At Friday’s Make A Difference Day assembly, the youths took the stage, detailing what they did and how proud it made them feel while helping Dixfield’s elderly and other community members.

“It was hard work, but it was fun, too,” said one boy from Wanda Howard’s class.

Kathy Richard, SAD 21’s K-4 principal, helped the smaller children overcome stage fright, helping them to remember what it was they wanted to tell classmates and school officials.

Prior to the children’s presentations – complete with posters adorned with photographs of the work – Richard said, “You brought tears to the older people by just showing up and doing what you did. I’m so proud of you and your upbeat attitudes. You did make a difference.”

Other community projects completed by students included collecting 969 items of food during the month of October and filling three-quarters of a bottled water jug with pennies to buy a large quilted blanket for Bullrock, the town’s moose sculpture and mascot.

After some students presented the Rev. Ken Hinkley and Marion Brown with some food items, fourth-graders lugged the boxed goods to Hinkley’s van for delivery to the Dixfield Common Church’s food pantry.

“It’s marvelous what you kids have done,” Brown said.

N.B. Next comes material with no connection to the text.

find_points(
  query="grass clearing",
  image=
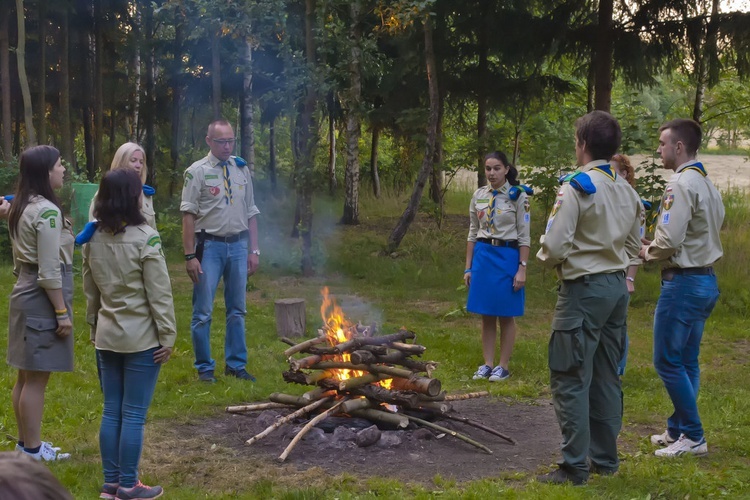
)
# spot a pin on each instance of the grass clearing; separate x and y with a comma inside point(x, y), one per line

Hinkley said the student-gathered goods would help feed the 20 to 25 families who rely on the pantry each month.

The blue-and-white blanket, supplied by Big Dee’s Tack and Vet Supplies of Streetsboro, Ohio, cost $80, Richard said. The company donated the cost of lettering the blanket with the words, “Dixfield, A Warm Community That Makes a Difference.”

Students are slated to put the blanket and a pair of blue ear muffs on the giant chainsaw-carved and hand-painted moose at 12:30 p.m. Monday, Nov. 3, at the town common beside Route 2.

Last year, Dixfield Elementary School students collected pennies and donated them to the Washburn-Norlands Living History Center in Livermore.

“We have so much given to us from the community, that we wanted to give back,” Richard added.

The school also presented Tim Hanson of Dixfield with a plaque honoring his community service work and for helping to rejuvenate SAD 21 athletic fields at Harlow Park.

“We want to congratulate Tim for making a difference in this community and for his endless hours of work and effort to make Harlow Park a place we can be proud of,” Richard added.

Superintendent Thomas Ward also acknowledged Hanson’s work, saying that he “made a major difference in what he did for Harlow Park.”

The schoolchildren closed out the assembly with a rousing song before boarding buses and heading home.